On a different note, I’ve been thinking about the negative impact of trail running, or for that matter Austinites’ outdoorsy lifestyles. While trail running is great, you feel one with nature and it’s a more natural way to run, like how humans learned to run – in the jungle, on the mountains, while hunting or running away from prey. So it feels completely natural to run in the woods. But one has to consider that we don’t really live by jungles and trails and we drive many miles to get to the trails. While we are really lucky to have the Austin greenbelt so really we have a huge network of miles of trails inside the city. But at 6pm, I sit in traffic and drive 3 times the distance from work to home to run for 1 hour. And then I’m also running in several environmentally sensitive zones. Its the same thing with piling your bike onto your car, driving out somewhere so you can ride your bike. Makes sense? On one of my long runs, I drove to Bastrop, 30 miles away, to run for 8 miles (8 looong hilly, rocky miles, too nearly 2 hours). My race was 180 miles away in a tiny town in hill country.
That doesn’t mean I am going to stop going for my runs but I’m struck with the irony.
That’s what I don’t get about Austin for that matter. At the end of the day, this is the US. We still drive everywhere. We still have crappy public transportation. Everytime we visit a real city, I am so jealous of the plethora of buses and trains and the complete lack of debilitating dependence on cars that we have here. I mean, we have some public transportation. But Austin prides itself in being ‘green’. Then why is running/biking an activity that needs driving? Why do we sell more bike racks than bus tickets (not verified, do not quote)? I commend everyone that commutes by bike. One of the girls at work, I saw her today completely changed from work clothes to bike gear. She bikes about 10 miles each way to work. That’s awesome. But that takes planning. It requires carrying clothes to work, finding a place to shower. That takes extra effort, something which the average joe or jane may not be willing to do.
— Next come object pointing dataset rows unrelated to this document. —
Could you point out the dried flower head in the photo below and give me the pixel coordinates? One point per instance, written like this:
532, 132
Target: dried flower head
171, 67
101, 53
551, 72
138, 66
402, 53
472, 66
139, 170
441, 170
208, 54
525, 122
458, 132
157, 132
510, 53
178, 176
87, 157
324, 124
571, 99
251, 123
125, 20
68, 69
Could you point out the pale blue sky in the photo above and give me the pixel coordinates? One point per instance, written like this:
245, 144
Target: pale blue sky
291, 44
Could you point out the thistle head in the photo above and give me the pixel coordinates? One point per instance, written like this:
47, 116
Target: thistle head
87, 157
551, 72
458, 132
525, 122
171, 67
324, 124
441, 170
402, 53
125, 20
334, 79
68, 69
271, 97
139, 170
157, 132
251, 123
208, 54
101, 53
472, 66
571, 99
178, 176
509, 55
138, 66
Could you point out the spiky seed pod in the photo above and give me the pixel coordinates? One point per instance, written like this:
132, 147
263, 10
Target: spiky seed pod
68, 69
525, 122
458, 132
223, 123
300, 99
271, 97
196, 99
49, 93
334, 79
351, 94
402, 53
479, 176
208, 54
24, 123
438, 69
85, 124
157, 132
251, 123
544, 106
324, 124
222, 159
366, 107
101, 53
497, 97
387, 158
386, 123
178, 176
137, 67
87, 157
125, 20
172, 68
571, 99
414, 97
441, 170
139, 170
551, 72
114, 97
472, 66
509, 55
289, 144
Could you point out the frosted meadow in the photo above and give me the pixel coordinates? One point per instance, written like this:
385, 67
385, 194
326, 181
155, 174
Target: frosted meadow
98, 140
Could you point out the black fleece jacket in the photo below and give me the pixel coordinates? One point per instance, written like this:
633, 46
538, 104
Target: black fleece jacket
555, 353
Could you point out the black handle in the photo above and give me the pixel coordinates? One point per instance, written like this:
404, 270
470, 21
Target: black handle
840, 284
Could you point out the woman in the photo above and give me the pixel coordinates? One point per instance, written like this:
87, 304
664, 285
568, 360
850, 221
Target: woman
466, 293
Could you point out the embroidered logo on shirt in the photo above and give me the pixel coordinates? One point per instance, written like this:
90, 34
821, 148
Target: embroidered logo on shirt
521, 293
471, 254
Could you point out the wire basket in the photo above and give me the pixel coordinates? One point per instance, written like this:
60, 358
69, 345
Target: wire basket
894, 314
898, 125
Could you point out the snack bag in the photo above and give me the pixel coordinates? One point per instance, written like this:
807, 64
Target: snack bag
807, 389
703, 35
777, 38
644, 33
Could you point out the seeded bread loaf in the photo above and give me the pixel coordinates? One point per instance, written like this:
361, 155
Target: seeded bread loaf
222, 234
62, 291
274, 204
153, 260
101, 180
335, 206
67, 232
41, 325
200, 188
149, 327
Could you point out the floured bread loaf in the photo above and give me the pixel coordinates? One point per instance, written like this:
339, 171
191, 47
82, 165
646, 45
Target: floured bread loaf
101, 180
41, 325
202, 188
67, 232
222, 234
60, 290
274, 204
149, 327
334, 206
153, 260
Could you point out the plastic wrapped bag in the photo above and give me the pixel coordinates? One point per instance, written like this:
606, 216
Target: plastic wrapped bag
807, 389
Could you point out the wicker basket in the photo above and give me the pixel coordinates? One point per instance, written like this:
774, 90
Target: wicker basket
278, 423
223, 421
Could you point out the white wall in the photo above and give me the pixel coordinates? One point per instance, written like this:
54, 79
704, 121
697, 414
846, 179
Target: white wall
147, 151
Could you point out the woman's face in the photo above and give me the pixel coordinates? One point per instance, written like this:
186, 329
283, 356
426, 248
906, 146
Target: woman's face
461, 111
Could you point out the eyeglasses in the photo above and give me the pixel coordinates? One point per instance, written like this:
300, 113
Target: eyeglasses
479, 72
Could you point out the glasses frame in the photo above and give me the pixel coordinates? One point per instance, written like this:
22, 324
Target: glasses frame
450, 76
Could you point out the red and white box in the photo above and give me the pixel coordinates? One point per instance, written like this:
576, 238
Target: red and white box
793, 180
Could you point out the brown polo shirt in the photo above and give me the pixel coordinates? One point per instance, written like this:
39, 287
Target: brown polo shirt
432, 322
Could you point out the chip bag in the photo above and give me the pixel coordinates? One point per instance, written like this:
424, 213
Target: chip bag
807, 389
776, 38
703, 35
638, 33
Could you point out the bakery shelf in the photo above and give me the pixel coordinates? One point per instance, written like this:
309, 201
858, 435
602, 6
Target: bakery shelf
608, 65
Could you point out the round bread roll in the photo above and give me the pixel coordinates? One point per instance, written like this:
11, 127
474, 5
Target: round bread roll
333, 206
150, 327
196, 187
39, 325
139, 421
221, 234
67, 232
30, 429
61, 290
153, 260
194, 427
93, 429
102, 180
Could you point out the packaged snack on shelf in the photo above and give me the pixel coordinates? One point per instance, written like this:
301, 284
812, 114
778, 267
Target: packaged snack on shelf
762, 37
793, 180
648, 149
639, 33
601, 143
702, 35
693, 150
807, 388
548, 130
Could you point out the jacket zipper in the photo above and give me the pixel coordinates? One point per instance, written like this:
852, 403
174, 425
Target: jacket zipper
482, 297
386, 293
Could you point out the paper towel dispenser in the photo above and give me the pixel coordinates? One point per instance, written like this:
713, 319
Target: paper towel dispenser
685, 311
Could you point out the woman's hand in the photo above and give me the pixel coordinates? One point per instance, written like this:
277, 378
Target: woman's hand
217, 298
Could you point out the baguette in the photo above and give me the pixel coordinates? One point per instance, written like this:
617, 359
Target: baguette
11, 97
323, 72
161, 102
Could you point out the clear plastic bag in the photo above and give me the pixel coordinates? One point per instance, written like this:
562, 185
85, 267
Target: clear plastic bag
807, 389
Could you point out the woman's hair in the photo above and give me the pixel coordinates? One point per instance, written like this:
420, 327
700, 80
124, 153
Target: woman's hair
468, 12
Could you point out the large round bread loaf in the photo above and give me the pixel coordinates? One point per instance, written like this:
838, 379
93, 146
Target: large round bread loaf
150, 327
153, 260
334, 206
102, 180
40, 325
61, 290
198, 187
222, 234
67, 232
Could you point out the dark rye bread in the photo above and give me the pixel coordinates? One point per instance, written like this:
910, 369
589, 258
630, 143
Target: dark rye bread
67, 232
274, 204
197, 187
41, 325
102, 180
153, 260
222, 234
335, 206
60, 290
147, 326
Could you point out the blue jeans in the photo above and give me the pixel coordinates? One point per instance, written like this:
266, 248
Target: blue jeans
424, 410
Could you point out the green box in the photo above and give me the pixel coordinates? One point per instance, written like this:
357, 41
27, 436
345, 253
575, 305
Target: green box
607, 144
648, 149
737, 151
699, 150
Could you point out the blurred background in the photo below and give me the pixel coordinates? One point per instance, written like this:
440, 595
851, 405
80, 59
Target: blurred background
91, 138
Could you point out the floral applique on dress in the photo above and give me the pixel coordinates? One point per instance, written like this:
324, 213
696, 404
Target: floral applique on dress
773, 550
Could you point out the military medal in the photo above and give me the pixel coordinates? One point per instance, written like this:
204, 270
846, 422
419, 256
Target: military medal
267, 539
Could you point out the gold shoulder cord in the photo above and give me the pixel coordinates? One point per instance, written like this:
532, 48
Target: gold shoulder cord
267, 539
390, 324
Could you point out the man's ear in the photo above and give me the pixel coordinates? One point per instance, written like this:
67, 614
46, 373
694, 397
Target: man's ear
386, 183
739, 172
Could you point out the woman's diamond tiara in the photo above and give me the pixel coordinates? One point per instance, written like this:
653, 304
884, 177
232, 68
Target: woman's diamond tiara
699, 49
So, here we have two sorts of people. Maybe three. People who care enough to bike/walk/bus to work despite the many inconveniences in Austin. I swear I was one of them. I took the bus until one night I was stranded and didn’t have a way to get home from my run. I signed up for a parking spot in the building the next day. The second type are people who do care but don’t have the time/money/opportunity to take all that extra effort to not drive. And the third don’t care. But I think the majority is the second type. Given a choice, if it was convenient, people would take the bus or train. And not just get on their bikes or put on their walking/running shoes to go run outside of their normal routine. The US model of city life makes it very hard for people to do that.
And so I gape endlessly, at people who drive big trucks and SUV’s, get into them and go run in the woods for miles but only after driving for several miles. Such is the irony.